13. Description of the core message of your event and key topics to be covered (c.100 words):
The recent outbreaks of Foot-and-Mouth disease (FMD) in 2001 and 2007 and the global pandemic of H1N1 in 2009 have raised awareness of the potentially devastating effects to both livestock and humans of infectious disease epidemics.
To ensure an effective response, a good understanding of optimal control measures for different infectious diseases and epidemic scenarios is needed. Usually scientists approach such problems by performing experiments; however field experiments for infectious diseases are impractical and mathematical models are used to predict large-scale epidemic behaviour from a detailed understanding of local (e.g. farm/household) level or individual host level properties.
In this presentation I will focus upon the role that mathematics can play in providing predictions of optimal intervention strategies to control future outbreaks of disease. Basic SIR (Susceptible-Infected-Recovered) models of disease spread will be demonstrated by “simulating” a disease spreading through the audience.
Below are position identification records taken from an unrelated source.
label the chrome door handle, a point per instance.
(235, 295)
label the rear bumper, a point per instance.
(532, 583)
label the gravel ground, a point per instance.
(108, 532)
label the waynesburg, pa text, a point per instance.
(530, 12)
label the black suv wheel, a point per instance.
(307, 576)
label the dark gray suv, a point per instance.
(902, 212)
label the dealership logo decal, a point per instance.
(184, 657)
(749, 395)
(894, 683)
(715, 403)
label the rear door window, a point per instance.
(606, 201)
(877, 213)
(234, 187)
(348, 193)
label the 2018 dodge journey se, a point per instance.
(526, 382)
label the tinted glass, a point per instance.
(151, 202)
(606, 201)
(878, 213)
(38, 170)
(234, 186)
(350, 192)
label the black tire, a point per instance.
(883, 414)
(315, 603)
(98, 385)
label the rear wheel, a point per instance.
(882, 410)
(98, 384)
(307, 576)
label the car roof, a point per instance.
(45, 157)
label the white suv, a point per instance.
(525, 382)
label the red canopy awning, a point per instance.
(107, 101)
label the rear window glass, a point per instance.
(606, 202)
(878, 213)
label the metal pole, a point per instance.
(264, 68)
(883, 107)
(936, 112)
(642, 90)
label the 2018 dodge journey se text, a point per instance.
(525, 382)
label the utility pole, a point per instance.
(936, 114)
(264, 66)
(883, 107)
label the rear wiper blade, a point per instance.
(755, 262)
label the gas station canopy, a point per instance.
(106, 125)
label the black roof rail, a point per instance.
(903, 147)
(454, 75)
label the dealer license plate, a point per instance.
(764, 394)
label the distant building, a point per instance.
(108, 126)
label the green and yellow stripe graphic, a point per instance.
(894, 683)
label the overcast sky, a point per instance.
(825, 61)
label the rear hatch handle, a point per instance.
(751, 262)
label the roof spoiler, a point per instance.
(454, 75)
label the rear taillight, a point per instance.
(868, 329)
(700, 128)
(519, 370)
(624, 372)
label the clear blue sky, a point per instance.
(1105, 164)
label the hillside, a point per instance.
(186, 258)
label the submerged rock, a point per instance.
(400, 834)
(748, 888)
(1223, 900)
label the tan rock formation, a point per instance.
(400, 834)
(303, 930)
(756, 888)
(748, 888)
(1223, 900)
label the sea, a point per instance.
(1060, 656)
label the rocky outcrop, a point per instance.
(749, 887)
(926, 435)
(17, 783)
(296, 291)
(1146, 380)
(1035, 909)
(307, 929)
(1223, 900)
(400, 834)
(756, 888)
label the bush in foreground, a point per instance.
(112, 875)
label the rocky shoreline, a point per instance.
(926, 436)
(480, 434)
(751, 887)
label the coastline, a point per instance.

I will then focus on high profile epidemics that I have studied in my own research – in particular foot-and-mouth disease, highly pathogenic avian influenza and H1N1. Audience members will be invited to run simulations via a computer that will show the effect of various strategies (vaccination, quarantine, culling etc.) in eradicating the disease.
Many public-health and veterinary agencies are increasingly relying on mathematical modellers to advise regarding optimal control policies to combat large scale epidemic. The power of mathematical models is such that they are still useful as predictive tools even in the presence of uncertainty. Climate models have long been able to accurately predict weather patterns in the presence of huge uncertainty in behaviour and I will highlight how epidemic models can similarly predict epidemic behaviour and optimal control strategies.